Pukszta saw a parallel with the user experience of healthcare, which requires a lot of paperwork and involves many steps before reaching the end "destination"—a doctor. "It's how do we get patients to the value point quickest?" he says.
This insight led the designers to excise anything that slowed down the patient journey in the clinic, which largely revolved around paperwork. Now instead of stopping at a reception desk to check in, waiting to get called up to receive the right paperwork, filling out the forms, returning to the desk to submit them, and then waiting again to be admitted, patients fill everything out online before arrival.
"Check in is much shorter," Mary Johnson, Chief Operating Officer of the University of Minnesota Physicians and project lead for the new center, says. "It's about clarification, versus information gathering."
M Health conducted focus groups with people who weren't currently patients to figure out what common health care experiences were frustrating and what might alleviate the pain points. Subjects were also asked to think about experiences outside of healthcare that they liked, and what exactly kept them coming back—an important business strategy for healthcare providers who want to retain a strong patient base.
Time—and efficiency—were common threads. And unsurprisingly, Apple frequently came up as an inspiration. In fact, the computer company's retail temples have already influenced healthcare design elsewhere. "They mostly wanted convenience and for things to go more smoothly," Johnson says. "People have busy lives these days and they love the idea of doing things ahead of time."

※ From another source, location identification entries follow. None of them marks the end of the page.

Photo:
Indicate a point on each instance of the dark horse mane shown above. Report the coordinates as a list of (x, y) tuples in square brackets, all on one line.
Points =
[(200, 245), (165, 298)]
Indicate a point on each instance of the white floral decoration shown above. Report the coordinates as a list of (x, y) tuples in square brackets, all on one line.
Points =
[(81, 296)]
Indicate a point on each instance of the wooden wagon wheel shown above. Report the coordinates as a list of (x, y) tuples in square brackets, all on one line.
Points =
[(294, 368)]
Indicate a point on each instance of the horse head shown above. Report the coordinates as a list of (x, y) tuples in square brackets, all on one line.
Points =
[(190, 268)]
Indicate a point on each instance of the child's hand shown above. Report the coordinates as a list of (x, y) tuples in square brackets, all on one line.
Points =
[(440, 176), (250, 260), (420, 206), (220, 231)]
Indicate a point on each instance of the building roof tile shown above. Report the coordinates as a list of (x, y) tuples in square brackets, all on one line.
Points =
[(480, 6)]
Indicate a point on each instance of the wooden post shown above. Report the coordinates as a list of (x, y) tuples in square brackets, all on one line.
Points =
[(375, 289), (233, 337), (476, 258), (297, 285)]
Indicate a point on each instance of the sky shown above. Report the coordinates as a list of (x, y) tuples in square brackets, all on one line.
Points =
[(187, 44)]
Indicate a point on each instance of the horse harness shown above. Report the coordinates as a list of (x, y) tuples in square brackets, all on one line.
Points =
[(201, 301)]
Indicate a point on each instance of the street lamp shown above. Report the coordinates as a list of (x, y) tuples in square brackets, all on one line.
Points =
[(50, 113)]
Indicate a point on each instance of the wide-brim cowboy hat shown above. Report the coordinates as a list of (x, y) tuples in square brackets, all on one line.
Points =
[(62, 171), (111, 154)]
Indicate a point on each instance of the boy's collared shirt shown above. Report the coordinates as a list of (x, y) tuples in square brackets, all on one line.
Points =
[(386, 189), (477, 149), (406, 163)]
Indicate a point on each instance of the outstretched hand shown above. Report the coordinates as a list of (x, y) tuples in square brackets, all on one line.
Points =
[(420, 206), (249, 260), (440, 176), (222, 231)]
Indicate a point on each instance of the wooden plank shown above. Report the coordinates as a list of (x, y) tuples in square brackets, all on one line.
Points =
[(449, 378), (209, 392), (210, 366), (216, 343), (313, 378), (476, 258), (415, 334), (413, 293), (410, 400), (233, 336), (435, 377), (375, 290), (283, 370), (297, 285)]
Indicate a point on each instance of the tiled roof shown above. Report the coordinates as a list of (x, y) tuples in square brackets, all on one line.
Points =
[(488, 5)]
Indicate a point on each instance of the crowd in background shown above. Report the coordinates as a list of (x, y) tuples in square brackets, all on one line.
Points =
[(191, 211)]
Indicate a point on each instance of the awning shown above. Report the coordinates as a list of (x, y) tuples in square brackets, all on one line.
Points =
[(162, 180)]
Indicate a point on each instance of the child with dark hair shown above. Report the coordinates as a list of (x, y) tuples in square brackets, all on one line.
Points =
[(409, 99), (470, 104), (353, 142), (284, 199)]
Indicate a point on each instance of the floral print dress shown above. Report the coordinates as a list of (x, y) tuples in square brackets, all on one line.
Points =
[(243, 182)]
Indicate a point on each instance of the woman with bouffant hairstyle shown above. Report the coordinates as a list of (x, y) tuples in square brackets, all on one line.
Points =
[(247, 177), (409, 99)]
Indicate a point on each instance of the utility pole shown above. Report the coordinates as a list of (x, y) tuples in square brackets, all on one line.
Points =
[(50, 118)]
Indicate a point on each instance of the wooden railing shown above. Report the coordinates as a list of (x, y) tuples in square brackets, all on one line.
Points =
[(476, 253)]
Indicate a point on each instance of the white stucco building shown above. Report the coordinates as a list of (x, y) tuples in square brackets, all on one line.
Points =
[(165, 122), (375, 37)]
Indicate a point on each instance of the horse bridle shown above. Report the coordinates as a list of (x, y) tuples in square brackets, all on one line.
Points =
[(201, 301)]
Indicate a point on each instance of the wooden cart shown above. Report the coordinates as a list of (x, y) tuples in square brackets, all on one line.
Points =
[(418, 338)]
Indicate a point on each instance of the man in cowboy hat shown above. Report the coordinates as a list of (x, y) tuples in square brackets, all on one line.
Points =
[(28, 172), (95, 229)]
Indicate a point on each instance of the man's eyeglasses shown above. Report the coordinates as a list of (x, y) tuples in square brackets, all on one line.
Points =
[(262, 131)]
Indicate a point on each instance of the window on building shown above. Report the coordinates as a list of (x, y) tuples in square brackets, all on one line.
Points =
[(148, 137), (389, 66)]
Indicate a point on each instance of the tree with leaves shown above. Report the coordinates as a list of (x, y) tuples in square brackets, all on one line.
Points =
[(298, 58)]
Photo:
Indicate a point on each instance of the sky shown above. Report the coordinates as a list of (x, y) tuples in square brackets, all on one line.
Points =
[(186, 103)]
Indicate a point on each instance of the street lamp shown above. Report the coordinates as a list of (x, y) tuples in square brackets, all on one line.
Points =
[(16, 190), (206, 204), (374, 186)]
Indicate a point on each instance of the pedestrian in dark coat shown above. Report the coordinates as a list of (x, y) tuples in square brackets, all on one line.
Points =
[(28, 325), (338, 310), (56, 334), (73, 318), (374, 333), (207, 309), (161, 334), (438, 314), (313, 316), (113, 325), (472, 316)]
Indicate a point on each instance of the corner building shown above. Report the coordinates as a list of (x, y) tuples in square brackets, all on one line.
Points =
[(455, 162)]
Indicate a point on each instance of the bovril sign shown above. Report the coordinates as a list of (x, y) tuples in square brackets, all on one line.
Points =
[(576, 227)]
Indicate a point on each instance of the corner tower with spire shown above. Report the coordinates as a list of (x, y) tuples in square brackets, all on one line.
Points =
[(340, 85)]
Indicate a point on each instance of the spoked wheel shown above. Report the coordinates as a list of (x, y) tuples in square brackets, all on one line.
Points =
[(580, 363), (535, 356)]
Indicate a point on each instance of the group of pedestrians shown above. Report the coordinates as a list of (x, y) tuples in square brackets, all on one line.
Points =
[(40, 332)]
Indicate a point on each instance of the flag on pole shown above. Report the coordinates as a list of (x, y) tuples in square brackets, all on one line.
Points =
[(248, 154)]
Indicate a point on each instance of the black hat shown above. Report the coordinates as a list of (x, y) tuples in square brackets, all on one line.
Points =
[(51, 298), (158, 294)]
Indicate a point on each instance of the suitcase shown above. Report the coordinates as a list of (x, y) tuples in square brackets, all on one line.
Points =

Before an appointment at the Clinics & Surgery Center patients fill out all their intake paperwork online. When they step into the center, there's no formal reception desk. "Concierges" with tablets and mobile devices greet them and check them in—an experience similar to that of checking into the Apple store.
Initially, M Health was skeptical of the system, and concerned it could pose undue burden on certain patient groups that might not be technically fluent or have access to the Internet. The focus group interviews allayed their concern. "The assumption about socioeconomics, age, and smart devices were completely blown away," Johnson says. "Most people have them.